Bulan Ramadhan, bulan mulia, bulan penuh kebaikan.
Semua orang berlomba-lomba untuk berbuat baik sebanyak-banyaknya. Sudah tidak asing lagi melihat banyak orang yang membuat target ibadah selama Ramadhan. Saya melakukan survei kecil-kecilan dengan menanyakan apa target Ramadhan pada teman-teman melalui grup Whatssapp.

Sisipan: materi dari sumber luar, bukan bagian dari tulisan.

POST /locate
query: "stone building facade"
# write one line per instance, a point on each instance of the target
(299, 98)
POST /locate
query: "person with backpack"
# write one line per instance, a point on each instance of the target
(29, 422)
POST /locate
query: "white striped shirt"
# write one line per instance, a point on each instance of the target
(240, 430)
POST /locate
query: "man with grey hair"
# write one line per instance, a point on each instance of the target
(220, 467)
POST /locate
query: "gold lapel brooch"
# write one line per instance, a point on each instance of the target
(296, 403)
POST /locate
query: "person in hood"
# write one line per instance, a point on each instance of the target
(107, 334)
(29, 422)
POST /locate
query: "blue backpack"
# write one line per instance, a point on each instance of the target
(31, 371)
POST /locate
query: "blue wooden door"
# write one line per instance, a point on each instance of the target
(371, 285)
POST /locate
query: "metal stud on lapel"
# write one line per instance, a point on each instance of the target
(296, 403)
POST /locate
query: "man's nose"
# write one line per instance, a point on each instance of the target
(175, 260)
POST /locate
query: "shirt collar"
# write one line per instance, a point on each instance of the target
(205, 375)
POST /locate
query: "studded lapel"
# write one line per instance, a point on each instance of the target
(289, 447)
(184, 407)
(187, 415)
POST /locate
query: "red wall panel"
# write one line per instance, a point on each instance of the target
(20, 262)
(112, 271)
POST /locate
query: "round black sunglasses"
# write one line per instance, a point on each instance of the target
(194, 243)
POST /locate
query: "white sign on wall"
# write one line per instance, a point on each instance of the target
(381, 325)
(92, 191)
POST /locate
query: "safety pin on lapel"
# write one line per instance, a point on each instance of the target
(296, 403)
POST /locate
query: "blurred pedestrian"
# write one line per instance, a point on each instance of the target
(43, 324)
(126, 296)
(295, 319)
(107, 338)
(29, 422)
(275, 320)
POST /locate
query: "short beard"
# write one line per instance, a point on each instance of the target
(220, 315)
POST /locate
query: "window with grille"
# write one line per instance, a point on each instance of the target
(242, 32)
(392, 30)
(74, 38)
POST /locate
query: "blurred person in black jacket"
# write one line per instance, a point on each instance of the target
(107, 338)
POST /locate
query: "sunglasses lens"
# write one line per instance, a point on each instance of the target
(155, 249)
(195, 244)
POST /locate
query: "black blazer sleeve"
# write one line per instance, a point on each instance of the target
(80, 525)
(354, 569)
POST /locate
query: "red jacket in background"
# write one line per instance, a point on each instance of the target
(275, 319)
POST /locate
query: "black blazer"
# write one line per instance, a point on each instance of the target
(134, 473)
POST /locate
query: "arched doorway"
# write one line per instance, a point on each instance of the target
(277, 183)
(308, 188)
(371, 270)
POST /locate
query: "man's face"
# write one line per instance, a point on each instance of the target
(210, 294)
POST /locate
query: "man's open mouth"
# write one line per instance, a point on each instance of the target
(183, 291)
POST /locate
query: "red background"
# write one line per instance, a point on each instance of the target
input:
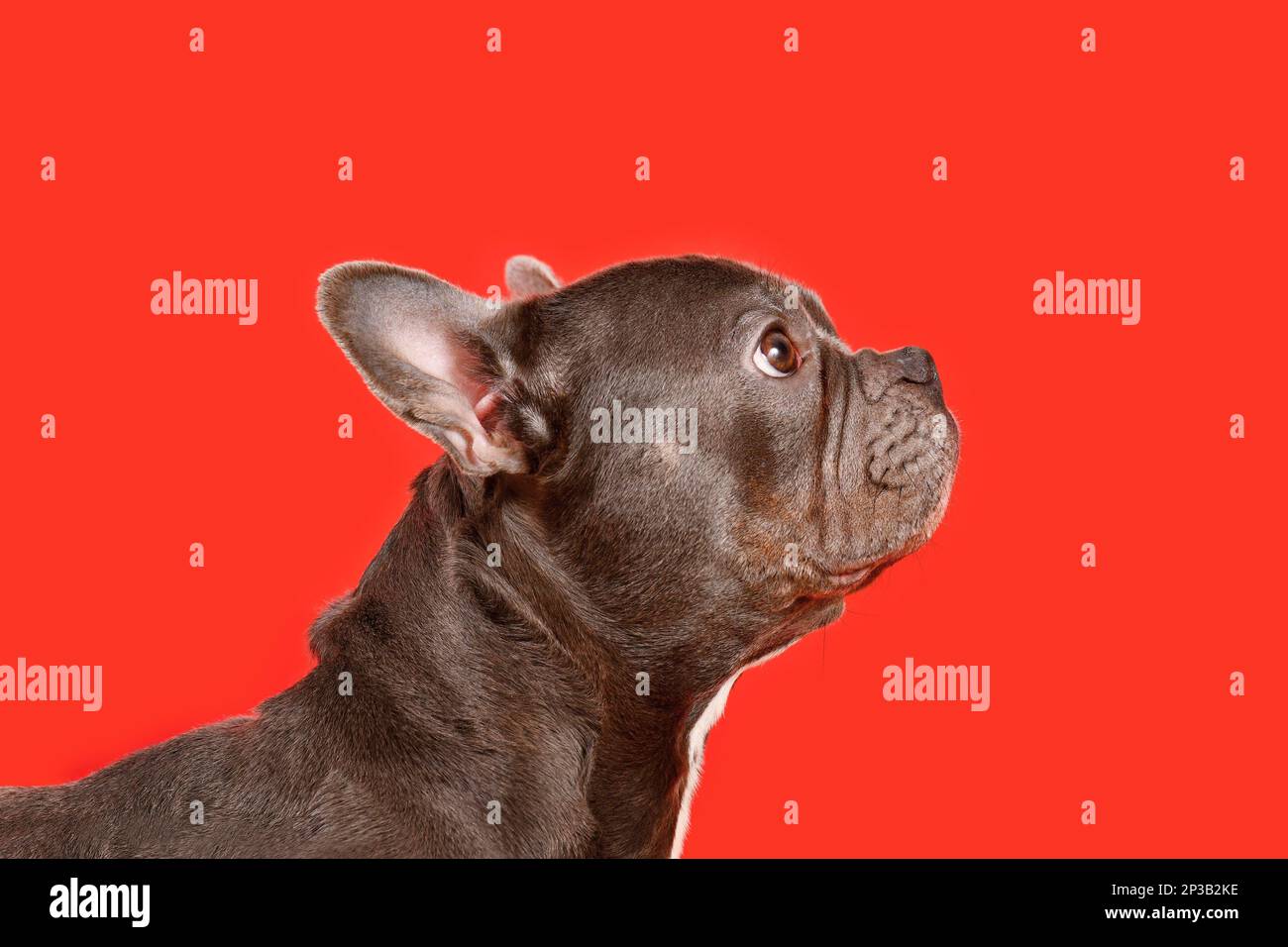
(1108, 684)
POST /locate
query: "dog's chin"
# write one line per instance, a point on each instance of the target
(906, 539)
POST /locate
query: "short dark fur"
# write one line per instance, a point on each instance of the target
(516, 684)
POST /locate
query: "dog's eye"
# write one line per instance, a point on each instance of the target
(776, 356)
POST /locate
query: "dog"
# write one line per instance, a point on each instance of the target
(529, 665)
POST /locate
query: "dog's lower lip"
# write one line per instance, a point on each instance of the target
(850, 575)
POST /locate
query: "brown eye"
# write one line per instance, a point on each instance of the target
(776, 356)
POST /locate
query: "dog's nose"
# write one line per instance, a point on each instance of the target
(880, 369)
(913, 364)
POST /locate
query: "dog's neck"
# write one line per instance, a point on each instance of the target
(522, 651)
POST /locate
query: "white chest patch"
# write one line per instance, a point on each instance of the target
(697, 741)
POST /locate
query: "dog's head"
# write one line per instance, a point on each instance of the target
(700, 450)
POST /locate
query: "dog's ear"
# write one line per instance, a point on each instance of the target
(527, 275)
(423, 346)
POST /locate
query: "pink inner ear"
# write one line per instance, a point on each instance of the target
(484, 406)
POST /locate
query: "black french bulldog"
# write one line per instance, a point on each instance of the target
(531, 663)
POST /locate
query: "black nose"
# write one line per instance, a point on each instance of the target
(913, 364)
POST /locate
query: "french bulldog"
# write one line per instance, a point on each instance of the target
(653, 478)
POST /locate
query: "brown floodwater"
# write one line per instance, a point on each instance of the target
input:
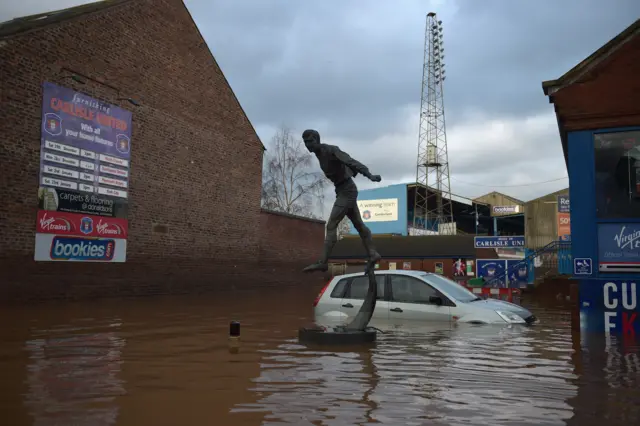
(166, 361)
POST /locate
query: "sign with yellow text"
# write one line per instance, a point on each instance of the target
(564, 218)
(383, 210)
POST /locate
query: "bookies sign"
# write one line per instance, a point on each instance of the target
(619, 247)
(610, 306)
(496, 242)
(83, 195)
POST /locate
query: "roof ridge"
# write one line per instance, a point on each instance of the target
(37, 21)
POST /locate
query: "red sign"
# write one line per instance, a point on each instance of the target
(61, 223)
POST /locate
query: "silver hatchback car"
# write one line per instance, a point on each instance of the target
(413, 296)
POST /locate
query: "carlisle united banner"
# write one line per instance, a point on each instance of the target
(83, 194)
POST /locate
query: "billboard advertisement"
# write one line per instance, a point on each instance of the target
(498, 242)
(610, 306)
(505, 210)
(517, 273)
(619, 247)
(564, 218)
(383, 210)
(83, 193)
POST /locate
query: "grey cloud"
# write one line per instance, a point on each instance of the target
(354, 69)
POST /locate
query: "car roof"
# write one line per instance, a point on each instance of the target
(385, 272)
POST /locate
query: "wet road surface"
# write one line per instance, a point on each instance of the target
(166, 361)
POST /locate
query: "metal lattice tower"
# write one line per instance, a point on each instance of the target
(433, 207)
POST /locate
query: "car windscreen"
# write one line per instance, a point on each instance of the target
(450, 287)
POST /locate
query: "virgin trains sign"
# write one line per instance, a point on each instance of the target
(52, 222)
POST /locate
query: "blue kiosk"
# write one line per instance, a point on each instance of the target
(597, 105)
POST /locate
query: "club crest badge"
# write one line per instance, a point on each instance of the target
(52, 124)
(86, 225)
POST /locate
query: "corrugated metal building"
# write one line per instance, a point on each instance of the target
(499, 199)
(415, 252)
(541, 220)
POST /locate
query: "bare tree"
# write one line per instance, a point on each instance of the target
(289, 183)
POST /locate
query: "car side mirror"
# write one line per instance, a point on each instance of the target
(436, 300)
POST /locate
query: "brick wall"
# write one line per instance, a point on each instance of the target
(196, 159)
(288, 244)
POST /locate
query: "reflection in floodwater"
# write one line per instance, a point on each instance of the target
(73, 378)
(423, 375)
(176, 369)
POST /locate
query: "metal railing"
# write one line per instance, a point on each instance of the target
(551, 260)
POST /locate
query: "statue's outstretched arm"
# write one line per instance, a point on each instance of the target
(353, 164)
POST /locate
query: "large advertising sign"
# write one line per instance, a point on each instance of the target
(564, 218)
(610, 306)
(383, 210)
(505, 210)
(619, 247)
(498, 242)
(83, 194)
(512, 273)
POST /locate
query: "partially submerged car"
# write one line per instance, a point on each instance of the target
(413, 296)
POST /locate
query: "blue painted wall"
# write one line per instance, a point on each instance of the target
(608, 300)
(392, 191)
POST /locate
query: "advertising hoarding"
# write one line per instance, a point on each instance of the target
(497, 242)
(504, 210)
(383, 210)
(564, 218)
(610, 306)
(619, 247)
(83, 192)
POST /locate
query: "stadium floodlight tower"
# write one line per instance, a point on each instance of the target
(433, 210)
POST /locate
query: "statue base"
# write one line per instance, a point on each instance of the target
(335, 336)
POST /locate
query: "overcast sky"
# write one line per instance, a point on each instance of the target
(354, 73)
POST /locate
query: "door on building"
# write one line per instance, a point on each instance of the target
(355, 293)
(409, 300)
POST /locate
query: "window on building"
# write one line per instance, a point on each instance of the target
(360, 286)
(617, 174)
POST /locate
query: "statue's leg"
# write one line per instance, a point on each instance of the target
(338, 212)
(365, 234)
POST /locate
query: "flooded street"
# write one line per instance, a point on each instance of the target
(166, 361)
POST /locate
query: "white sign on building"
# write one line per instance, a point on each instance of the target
(383, 210)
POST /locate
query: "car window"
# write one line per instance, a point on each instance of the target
(451, 288)
(338, 290)
(360, 285)
(410, 290)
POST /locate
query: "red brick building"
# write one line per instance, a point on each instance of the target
(195, 221)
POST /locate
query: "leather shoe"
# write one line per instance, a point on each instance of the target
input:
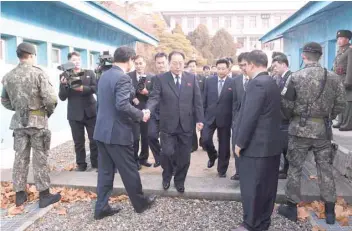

Ada beragam jawaban:
- Shalat tepat waktu
- Selalu shalat tarawih
- Khatam membaca Al-Qur’an selama bulan Ramadhan
- Menambah hafalan surat-surat di Al-Qur’an
- Membaca buku-buku Islami
- Ingin istiqamah dalam mengerjakan berbagai amalan sunnah
- Berusaha mendapatkan Lailatul Qadr
- Memperbaiki habluminannas
Saya kemudian menanyakan apa yang memotivasi mereka membuat target seperti itu. Inilah beberapa jawaban yang muncul:
- Mendapatkan pahala Ramadhan
- Mengharapkan surga
- Ada perubahan perilaku yang lebih baik setelah Ramadhan
Pada awalnya belum menemukan niat yang unik, tapi akhirnya menemukan niat yang benar-benar berorientasi pada Allah: ingin mendapatkan cinta Allah.
Saya juga punya beberapa target Ramadhan dan motivasi utama untuk membuat target itu adalah ingin semakin mengenal Allah. Dengan kata lain, ma’rifatullah, karena sadar diri selama ini belum mengenal-Nya.
Mengapa ma’rifatullah penting?
Ma’rifatullah (mengenal Allah) merupakan hal penting bagi tiap diri manusia. Sadar atau tidak, sebenarnya Allah juga ingin agar diri-Nya dikenal oleh semua makhluk. Coba lihat luasnya alam semesta (makrokosmis) dan rumitnya diri kita sebagai manusia(mikrokosmis). Semua itu adalah tanda-tanda keberadaan Allah yang sengaja Dia buat sedekat-dekatnya dengan kita, agar Dia dapat dikenali.
“Aku adalah harta yang tersembunyi dan Aku ingin dikenal, maka Aku ciptakan makhluk agar Aku dapat dikenali.”
(Hadits Qudsi)
Ibnu Athaillah dalam “Kitab Al-Hikam” mengatakan, bahwa Allah bahkan memberi jalan menuju ma’rifat kepada-Nya bagi makhluk. Ketika kita mendapatkan jalan tersebut, itu anugerah terbesar dalam hidup.
Mengenal Allah bukan sekedar menghafal sifat-sifat-Nya, karena sekedar menghafal dapat membuat kita lupa. Lebih dari itu, mengenal Allah berarti menyertakan Dia dengan sifat-sifat-Nya di tiap langkah hidup kita.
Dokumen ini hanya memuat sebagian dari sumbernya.